Duffy Reynolds, at 90, looking back on a life of learning, teaching




Duffy Reynolds, at 90, looking back on a life of learning, teaching

‘Stopping By’ column by Starla Pointer, McMinnville News-Register 11/13/2018

When Edith Reynolds was a teen, her younger brothers started calling her “Duffy.”

The nickname might have come from a radio comedy popular when she was an adolescent, “Duffy’s Tavern” — a show to which the Reynolds family, being good Baptists, did not listen.

“My brothers were big smart alecks,” the McMinnville woman said. “They were smarting off and teased me with ‘Duffy.’ My mother was horrified.”
Nevertheless, the nickname stuck.

Reynolds, who turned 90 on Nov. 2, still answers to it today. It’s a term of affection used not only by her brothers, Carl of Lincoln City and Gayle of Chico, California, but also by her friends, students she taught at Linfield College and fellow members of the First Baptist Church.

Reynolds was born in Dalhart, Texas, on Nov. 2, 1928. A few years later, her hometown would be called “the center of the Depression,” hit by both the Dust Bowl and, more deeply, by the bad economy.

“Dad had really good crops, but he couldn’t sell them,” she recalled.

So, when she was about 7, her family loaded up their Model A and headed west. She and her two younger brothers joined their parents and grandparents on the trip.

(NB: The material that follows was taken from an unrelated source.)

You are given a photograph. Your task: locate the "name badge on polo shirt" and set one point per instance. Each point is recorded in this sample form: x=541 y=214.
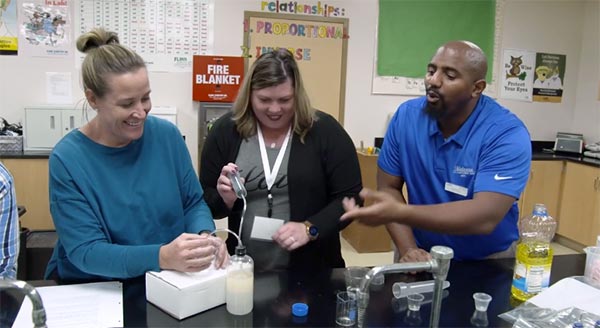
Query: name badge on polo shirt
x=263 y=227
x=456 y=189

They ended up in Southern Oregon. After several years in the Grants Pass area, they moved to Springfield. Reynolds graduated from Springfield High in 1947.

Since her two best friends were heading to Linfield College, Reynolds decided to go, too. She didn’t know much about the school, other than that it was affiliated with the American Baptist Church. She’d been attending Baptist churches all her life.

She hadn’t considered finances: Linfield cost more than she had available. So she worked to pay for her education, first cleaning staff apartments in Newby Hall, then serving in the cafeteria.

In the post-World War II era, the McMinnville campus was full of men — veterans going to school on the G.I. Bill. “I think it was seven men to one woman,” she recalled.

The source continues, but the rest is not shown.